E NVIRON 30 % des tumeurs humaines portent des mutations des gènes ras. Parmi les trois gènes de cette famille (K-ras, N-ras et H-ras), K-ras est le plus souvent muté dans les tumeurs humaines, notamment les adénocarcinomes du pancréas (incidence de 70-90 %), du côlon (environ 50 %) et du poumon (environ 25-30 %).
Ce sont surtout les effets des gènes H-ras et N-ras qui ont été étudiés chez la souris transgénique. Il fallait donc étudier aussi des souris K-ras. Pour cela une équipe américaine (Leisa Johnson et coll.) a créé des souris transgéniques porteuses d'allèles oncongéniques K-ras latents, capables d'une activation spontanée par recombinaison in vivo.
Tumeurs pulmonaires
Résultat : les souris ont développé tout un spectre de tumeurs. Le site le plus fréquent était le poumon (100 % des animaux ont eu des tumeurs multifocales). Ces tumeurs étant d'abord détectables sous forme de petits nodules pleuraux à l'âge d'une semaine.
En dehors des tumeurs pulmonaires, les souris K-ras étaient également sujettes à des lymphomes thymiques et à des papillomes cutanés (environ 30 % des souris). En revanche, malgré la fréquence des mutations de K-ras dans les carcinomes du pancréas et du côlon chez l'homme, ces tumeurs n'ont pas été détectées chez les souris K-ras. Toutefois, toutes le souris mutantes examinées avaient des foyers cryptiques aberrants au niveau du côlon.
Coopération avec le gène p53
Chez l'homme, dans les adénocarcinomes du poumon, du côlon et du pancréas, les mutations de K-ras sont souvent associées à des altérations du gène p53 ; de plus, l'expression ectopique de l'oncogène ras peut provoquer, dans les cultures cellulaires, un arrêt de la croissance et une apoptose, dépendants de p53. Les Américains ont donc croisé des souris K-ras avec des souris porteuses d'une délétion germinale de p53. Résultat : les souris mutantes à la fois pour p53 et K-ras (double mutantes) avaient une réduction de l'espérance de vie et davantage de signes de malignité au niveau des tumeurs pulmonaires (pléïomorphisme, anaplasie avec formation de cellules géantes) ; de plus, 30 % des double mutantes avaient des hémangiosarcomes et des fibrosarcomes. « Nous avons démontré qu'une mutation de p53 facilite la progression des cancers du poumon chez les souris K-ras », écrivent les auteurs. Ce qui cadre avec ce que l'on constate chez l'homme.

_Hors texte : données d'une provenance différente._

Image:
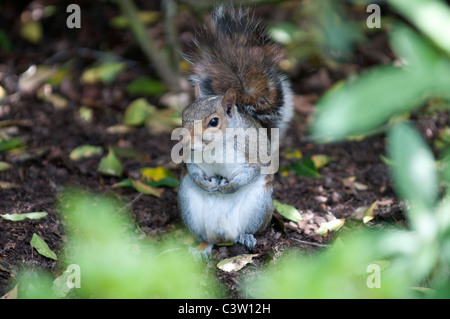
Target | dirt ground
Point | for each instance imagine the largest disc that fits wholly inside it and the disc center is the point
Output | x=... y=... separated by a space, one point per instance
x=355 y=177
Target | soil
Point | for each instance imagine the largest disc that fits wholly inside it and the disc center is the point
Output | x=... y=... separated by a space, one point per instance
x=355 y=177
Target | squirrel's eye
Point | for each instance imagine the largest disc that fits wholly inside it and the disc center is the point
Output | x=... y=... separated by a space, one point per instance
x=214 y=122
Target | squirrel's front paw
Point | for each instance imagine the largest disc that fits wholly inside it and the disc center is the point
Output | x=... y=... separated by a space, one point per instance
x=226 y=186
x=209 y=185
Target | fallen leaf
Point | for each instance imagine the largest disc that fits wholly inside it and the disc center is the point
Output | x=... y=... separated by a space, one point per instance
x=235 y=263
x=58 y=101
x=15 y=142
x=31 y=30
x=86 y=114
x=12 y=294
x=119 y=129
x=295 y=154
x=110 y=165
x=34 y=76
x=158 y=176
x=287 y=211
x=333 y=225
x=20 y=217
x=4 y=166
x=360 y=186
x=144 y=188
x=320 y=160
x=8 y=185
x=369 y=213
x=137 y=112
x=85 y=151
x=41 y=246
x=146 y=86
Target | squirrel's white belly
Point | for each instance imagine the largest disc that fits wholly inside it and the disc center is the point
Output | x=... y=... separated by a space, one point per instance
x=219 y=218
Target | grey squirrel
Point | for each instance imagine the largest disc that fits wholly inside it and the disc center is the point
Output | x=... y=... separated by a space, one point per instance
x=237 y=85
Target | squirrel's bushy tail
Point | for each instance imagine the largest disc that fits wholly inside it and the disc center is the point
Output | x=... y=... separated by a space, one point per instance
x=235 y=52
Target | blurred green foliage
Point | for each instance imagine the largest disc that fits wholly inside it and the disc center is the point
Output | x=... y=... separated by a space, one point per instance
x=113 y=263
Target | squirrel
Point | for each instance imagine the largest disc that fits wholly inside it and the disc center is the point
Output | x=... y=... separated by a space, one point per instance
x=237 y=86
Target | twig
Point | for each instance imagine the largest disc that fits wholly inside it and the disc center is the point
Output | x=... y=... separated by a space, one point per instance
x=167 y=73
x=169 y=8
x=310 y=243
x=131 y=203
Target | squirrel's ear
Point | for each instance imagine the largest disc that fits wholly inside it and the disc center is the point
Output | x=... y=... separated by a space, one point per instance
x=197 y=92
x=228 y=101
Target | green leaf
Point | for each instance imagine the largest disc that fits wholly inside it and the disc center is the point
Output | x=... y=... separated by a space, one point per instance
x=106 y=72
x=41 y=246
x=368 y=214
x=305 y=168
x=432 y=17
x=137 y=112
x=370 y=100
x=235 y=263
x=124 y=183
x=144 y=188
x=20 y=217
x=85 y=151
x=320 y=160
x=146 y=86
x=287 y=211
x=31 y=31
x=110 y=165
x=414 y=169
x=147 y=17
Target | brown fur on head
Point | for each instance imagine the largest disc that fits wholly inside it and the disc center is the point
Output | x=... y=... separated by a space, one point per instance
x=208 y=111
x=237 y=54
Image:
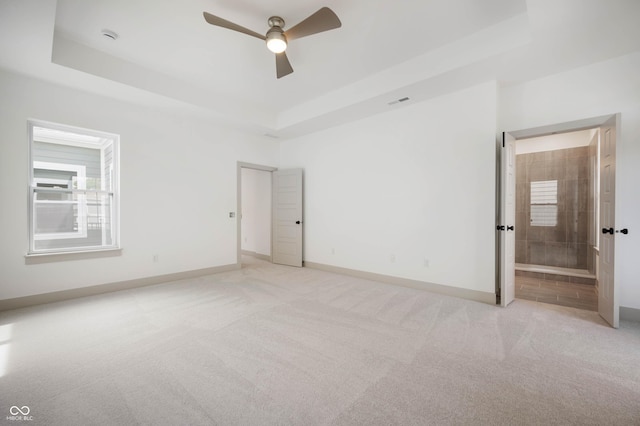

« En raison de son implication fréquente dans les cancers de l'homme, le système ras est considéré comme une cible potentielle pour une intervention chimiothérapeutique. Les souches de souris K-ras pourraient être utiles pour tester l'efficacité de traitements anti-ras. » Etant donné la courte latence et la forte pénétrance des tumeurs des souris K-ras, ces animaux pourraient aussi être utiles pour rechercher de potentiels agents chimiopréventifs, ajoutent les auteurs.
« Nature » du 26 avril 2001, pp. 1111-1116.